To reframe the problem in Splunk terms I had to combine the two arrays into one and keep them in their original chronological events and add a new column to the event to indicate whether it is a Start Time or an End Of Start event.So my list of events would now look like this:
Equipment EventList ctonline cteos
CT1 6/1/2014 7:43 StartTime
CT1 6/1/2014 8:42 End Of Start
CT1 6/1/2014 8:52 End Of Start
CT1 6/1/2014 9:16 End Of Start
CT1 6/2/2014 6:31 StartTime
CT1 6/2/2014 7:30 End Of Start
CT1 6/3/2014 5:22 StartTime
CT1 6/3/2014 6:19 End Of Start
CT1 6/3/2014 10:33 End Of Start
CT1 6/3/2014 18:08 End Of Start
CT1 6/4/2014 6:27 StartTime
CT1 6/4/2014 7:05 End Of Start
CT1 6/4/2014 7:13 End Of Start
CT1 6/5/2014 6:22 StartTime
CT1 6/5/2014 6:58 End Of Start
Given this I can then use the streamstats command to mark a valid StartTime event as one that occurs after an non-StartTime event and a valid End of Start event as one that occurs after a non-End of Start event.The result of these can be stored in two new columns as shown below:
Equipment EventList ctonline cteos prevctonline prevcteos
CT1 6/1/2014 7:43 StartTime 1 0
CT1 6/1/2014 8:42 End Of Start 0 1
CT1 6/1/2014 8:52 End Of Start 0 0
CT1 6/1/2014 9:16 End Of Start 0 0
CT1 6/2/2014 6:31 StartTime 1 0
CT1 6/2/2014 7:30 End Of Start 0 1
CT1 6/3/2014 5:22 StartTime 1 0
CT1 6/3/2014 6:19 End Of Start 0 1
CT1 6/3/2014 10:33 End Of Start 0 0
CT1 6/3/2014 18:08 End Of Start 0 0
CT1 6/4/2014 6:27 StartTime 1 0
CT1 6/4/2014 7:05 End Of Start 0 1
CT1 6/4/2014 7:13 End Of Start 0 0
CT1 6/5/2014 6:22 StartTime 1 0
CT1 6/5/2014 6:58 End Of Start 0 1
Now we can apply the transact command to group events that only fall between a valid StartTime and a valid End of Start event. Below is the code to achieve this.
...|streamstats current=f window=1 last(ctonline) as prevctonline last(cteos) as prevcteos | reverse | transaction Equipment startswith=eval(ctonline!=coalesce(prevctonline,"") and ctonline="Start") endswith=eval(cteos!=coalesce(prevcteos,"") and cteos="EndOfStart") | sort TimeStamp | timechart avg(duration) by Equipment
The result of the query above gives you the correct grouping for the Start Time and End of Start events .. without having to loop through the arrays as before.Hopefully this helps someone else.
Just updated the question with a link to the sample events and the logic behind the start and end times.
Please share some raw events. It may help try other directions as well..
Ok.Let me read through those in the meantime.Maybe my approach is wrong. Give it a crack and if need be I can post the native events that I searched to get the two arrays and see if there is another easier way around the problem.
I will give this a try but it seems very complex for Splunk search language (needs while looping) and more or less asks for custom search command where you can do this looping in a python script. Some readings
http://blogs.splunk.com/2014/04/14/building-custom-search-commands-in-python-part-i-a-simple-generat...
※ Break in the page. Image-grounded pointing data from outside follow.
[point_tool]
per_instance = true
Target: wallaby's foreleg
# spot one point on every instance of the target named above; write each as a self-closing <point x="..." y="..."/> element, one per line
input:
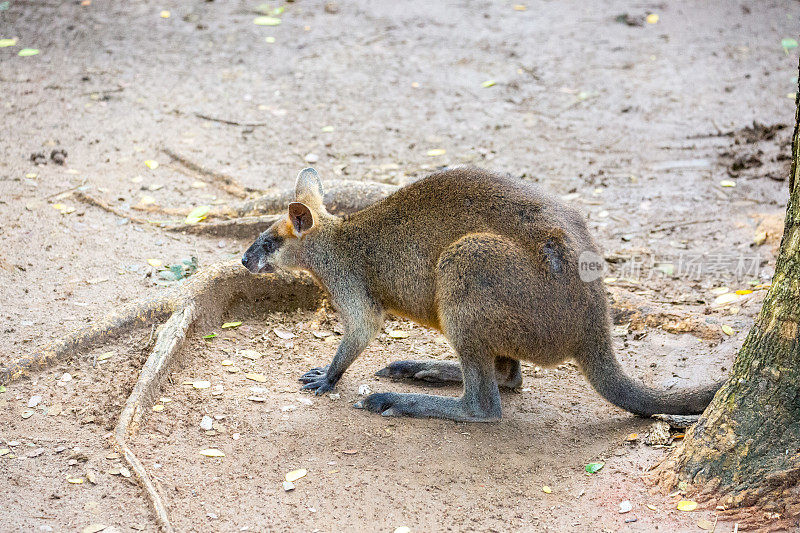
<point x="479" y="403"/>
<point x="509" y="371"/>
<point x="360" y="327"/>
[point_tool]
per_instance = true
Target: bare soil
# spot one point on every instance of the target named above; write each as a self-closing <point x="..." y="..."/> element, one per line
<point x="636" y="124"/>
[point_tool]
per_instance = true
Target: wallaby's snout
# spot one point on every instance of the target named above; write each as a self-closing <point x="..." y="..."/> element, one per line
<point x="258" y="258"/>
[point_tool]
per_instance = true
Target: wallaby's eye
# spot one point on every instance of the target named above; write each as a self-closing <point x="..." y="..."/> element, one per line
<point x="271" y="244"/>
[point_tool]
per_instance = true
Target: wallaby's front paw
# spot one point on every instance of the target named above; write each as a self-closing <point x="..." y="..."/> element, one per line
<point x="317" y="380"/>
<point x="315" y="374"/>
<point x="380" y="402"/>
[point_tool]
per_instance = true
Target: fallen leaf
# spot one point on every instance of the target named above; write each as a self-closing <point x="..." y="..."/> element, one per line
<point x="294" y="475"/>
<point x="212" y="452"/>
<point x="283" y="334"/>
<point x="260" y="378"/>
<point x="687" y="505"/>
<point x="266" y="21"/>
<point x="593" y="468"/>
<point x="197" y="214"/>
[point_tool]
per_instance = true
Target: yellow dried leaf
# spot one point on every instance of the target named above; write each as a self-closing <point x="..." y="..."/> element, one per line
<point x="294" y="475"/>
<point x="212" y="452"/>
<point x="197" y="214"/>
<point x="687" y="505"/>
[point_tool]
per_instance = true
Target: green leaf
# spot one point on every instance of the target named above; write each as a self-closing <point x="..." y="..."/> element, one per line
<point x="197" y="214"/>
<point x="593" y="468"/>
<point x="266" y="21"/>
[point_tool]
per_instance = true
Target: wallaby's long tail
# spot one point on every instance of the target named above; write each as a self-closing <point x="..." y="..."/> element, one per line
<point x="608" y="378"/>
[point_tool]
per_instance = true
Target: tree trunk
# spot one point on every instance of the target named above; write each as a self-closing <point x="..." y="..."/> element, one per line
<point x="745" y="449"/>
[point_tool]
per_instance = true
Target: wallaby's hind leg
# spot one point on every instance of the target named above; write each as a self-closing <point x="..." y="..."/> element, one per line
<point x="479" y="403"/>
<point x="509" y="372"/>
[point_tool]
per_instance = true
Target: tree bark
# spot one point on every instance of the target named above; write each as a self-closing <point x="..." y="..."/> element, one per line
<point x="745" y="450"/>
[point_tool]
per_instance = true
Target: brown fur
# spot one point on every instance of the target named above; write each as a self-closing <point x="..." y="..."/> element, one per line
<point x="490" y="261"/>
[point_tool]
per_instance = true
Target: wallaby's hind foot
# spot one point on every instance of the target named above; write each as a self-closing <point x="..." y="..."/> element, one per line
<point x="509" y="372"/>
<point x="427" y="406"/>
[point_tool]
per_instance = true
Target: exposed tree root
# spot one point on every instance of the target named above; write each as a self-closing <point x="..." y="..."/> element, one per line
<point x="198" y="301"/>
http://blogs.splunk.com/2011/11/30/using-custom-search-commands-with-splunk-python-sdk/
No really.After picking up the first start-pair (i.e "start time"- "end of start") a new start can occur only if its after the last "end of start" , if not then we would have to walk down the "start time" rows until we hit a start time that is AFTER the last "end of start". In my current list none of the starts will be skipped as they always occur after the previous pair's "end of start". But that contrary situation my happen.
These are multivalued fields i.e multiple rows exist. The number of rows in in the "start time" field may not be necessary the same as those in the "end of start" field.In my current case I have 43 rows in "start time" and 129 in the "end of start" many of which will be skipped since they dont match my condition.
The fields "start time" and "end of start" are multivalued field or single valued fields? how many rows are we talking about here?